事業ポートフォリオの多角化が進行中。 人材プラットフォーム事業(セグメント売上高7,031百万円、前年同四半期比27.6%増)が主力だが、医療プラットフォーム事業(ネット診療システム、医療情報サービス)も「利用医療機関数が増加」と記述されており、複数の収益源を構築している。

自己資本比率が35.9%から29.9%に低下した(6.0ポイント減)。 これは成長投資による負債増加、または株主資本の減少を示唆する。純資産が14,799百万円から13,057百万円に1,742百万円減少しており、四半期純損失と配当・自社株買いの影響が考えられる。

3. 注目すべき変化・リスク・ポジティブ要因

ポジティブ要因:

  • EBITDA631百万円(前年同四半期比48.1%増)が営業利益-67百万円を大きく上回る。これは減価償却費・のれん償却費・株式報酬費用が約698百万円存在することを示し、実質的なキャッシュ創出力は売上成長に伴い改善している。
  • 来期通期予想で営業利益2,950百万円(営業利益率6.4%)への転換を見込んでおり、投資フェーズから収益化フェーズへの移行を計画している。
  • 純利益予想84.5%増は、Q1の赤字から通期での黒字化を強く示唆する。

リスク要因:

  • 営業利益率-0.7%は業界平均(6.0%)を6.7ポイント下回る。来期予想の営業利益率6.4%が実現できなければ、成長投資の効果が限定的であることを意味する。
  • 人材プラットフォーム事業は「4月に入職が増え、同月に売上高が偏重する傾向」があると明記されている。Q1(1月~3月)は季節的に売上が低い時期であり、通期での売上分布が不均等である可能性がある。
  • 自己資本比率の低下が継続すれば、財務安定性への懸念が生じる。

4. 日本特有の文脈

医療・介護人材市場の構造的課題が事業成長の源泉。 日本の高齢化と医療・介護職の慢性的人手不足は、政策的に解決困難な構造問題である。メドレーのプラットフォームは、この市場の「マッチング効率化」を提供することで、需給ギャップを埋める役割を果たしている。
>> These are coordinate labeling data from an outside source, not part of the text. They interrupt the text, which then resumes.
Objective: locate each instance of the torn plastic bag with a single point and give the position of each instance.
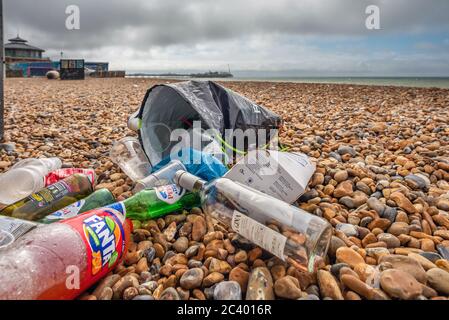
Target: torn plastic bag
(168, 107)
(200, 164)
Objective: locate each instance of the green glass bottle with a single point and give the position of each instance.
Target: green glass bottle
(98, 199)
(156, 202)
(50, 199)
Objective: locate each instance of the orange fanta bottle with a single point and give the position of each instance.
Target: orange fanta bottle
(61, 260)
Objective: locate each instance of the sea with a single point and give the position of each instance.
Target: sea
(420, 82)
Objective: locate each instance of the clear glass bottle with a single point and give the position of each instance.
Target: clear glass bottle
(291, 234)
(162, 177)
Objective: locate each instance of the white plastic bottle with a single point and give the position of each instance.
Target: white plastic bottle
(25, 177)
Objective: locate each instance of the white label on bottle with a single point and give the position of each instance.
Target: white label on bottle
(67, 212)
(170, 193)
(15, 226)
(261, 235)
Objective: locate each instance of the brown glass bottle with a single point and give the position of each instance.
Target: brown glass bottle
(50, 199)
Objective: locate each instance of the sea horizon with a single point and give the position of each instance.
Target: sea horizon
(401, 81)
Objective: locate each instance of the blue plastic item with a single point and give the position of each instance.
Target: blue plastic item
(200, 164)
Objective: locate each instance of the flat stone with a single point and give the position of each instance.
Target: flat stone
(240, 276)
(390, 214)
(334, 245)
(425, 263)
(376, 205)
(198, 228)
(398, 228)
(406, 264)
(431, 256)
(329, 286)
(389, 239)
(402, 202)
(348, 229)
(349, 256)
(443, 251)
(400, 284)
(439, 280)
(260, 285)
(342, 150)
(227, 290)
(192, 278)
(287, 288)
(343, 189)
(169, 294)
(416, 182)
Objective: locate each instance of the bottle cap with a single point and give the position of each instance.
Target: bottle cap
(186, 180)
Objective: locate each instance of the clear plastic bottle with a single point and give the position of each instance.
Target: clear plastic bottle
(162, 177)
(128, 154)
(25, 177)
(291, 234)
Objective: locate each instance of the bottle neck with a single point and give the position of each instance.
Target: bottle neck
(189, 181)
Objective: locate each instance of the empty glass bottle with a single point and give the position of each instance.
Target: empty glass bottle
(50, 199)
(291, 234)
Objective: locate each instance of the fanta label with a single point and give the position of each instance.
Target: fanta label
(60, 174)
(53, 192)
(170, 193)
(104, 236)
(65, 213)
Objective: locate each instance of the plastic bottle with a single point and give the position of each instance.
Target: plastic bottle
(291, 234)
(200, 164)
(127, 153)
(16, 227)
(50, 199)
(98, 199)
(60, 174)
(61, 260)
(25, 177)
(161, 177)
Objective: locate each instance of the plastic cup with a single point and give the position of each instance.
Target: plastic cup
(6, 239)
(128, 154)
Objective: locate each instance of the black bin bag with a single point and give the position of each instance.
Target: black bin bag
(168, 107)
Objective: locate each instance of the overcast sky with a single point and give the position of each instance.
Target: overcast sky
(288, 37)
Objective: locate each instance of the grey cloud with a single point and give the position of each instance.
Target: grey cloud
(252, 34)
(144, 23)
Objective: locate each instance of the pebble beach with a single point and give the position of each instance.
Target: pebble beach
(382, 182)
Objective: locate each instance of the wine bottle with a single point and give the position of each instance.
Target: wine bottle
(50, 199)
(153, 203)
(291, 234)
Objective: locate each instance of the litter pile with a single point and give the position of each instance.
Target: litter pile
(212, 221)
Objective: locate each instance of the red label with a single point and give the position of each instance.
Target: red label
(103, 234)
(60, 174)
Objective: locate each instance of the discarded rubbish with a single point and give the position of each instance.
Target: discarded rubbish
(161, 177)
(17, 227)
(174, 106)
(98, 199)
(129, 156)
(50, 199)
(25, 177)
(291, 234)
(283, 175)
(200, 164)
(60, 174)
(39, 264)
(6, 239)
(154, 203)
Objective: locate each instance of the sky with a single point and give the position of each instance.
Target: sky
(254, 37)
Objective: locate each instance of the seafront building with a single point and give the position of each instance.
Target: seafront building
(25, 60)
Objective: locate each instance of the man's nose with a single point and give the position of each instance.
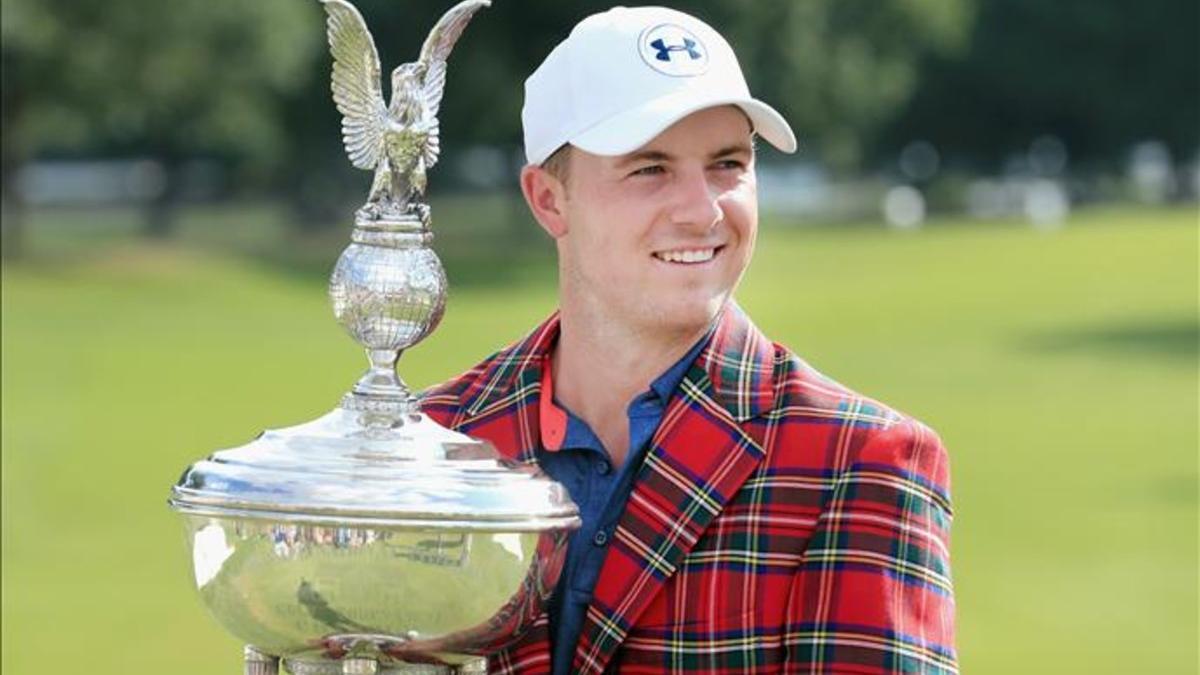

4月入職の季節性は日本の雇用慣行に由来。 多くの日本企業が4月を年度始まりとし、新卒採用や人事異動が集中するため、医療機関の人材採用も4月に偏重する。この季節性を理解しない海外投資家は、Q1の売上が相対的に低いことを「事業減速」と誤解する可能性がある。

「ジョブメドレーアカデミー」への投資は、日本の医療職の教育体制の補完を狙ったもの。 医療職の継続教育やキャリア開発が制度的に不十分な領域で、プラットフォーム企業が教育機能を内製化する動きは、日本の医療人材市場の成熟度を反映している。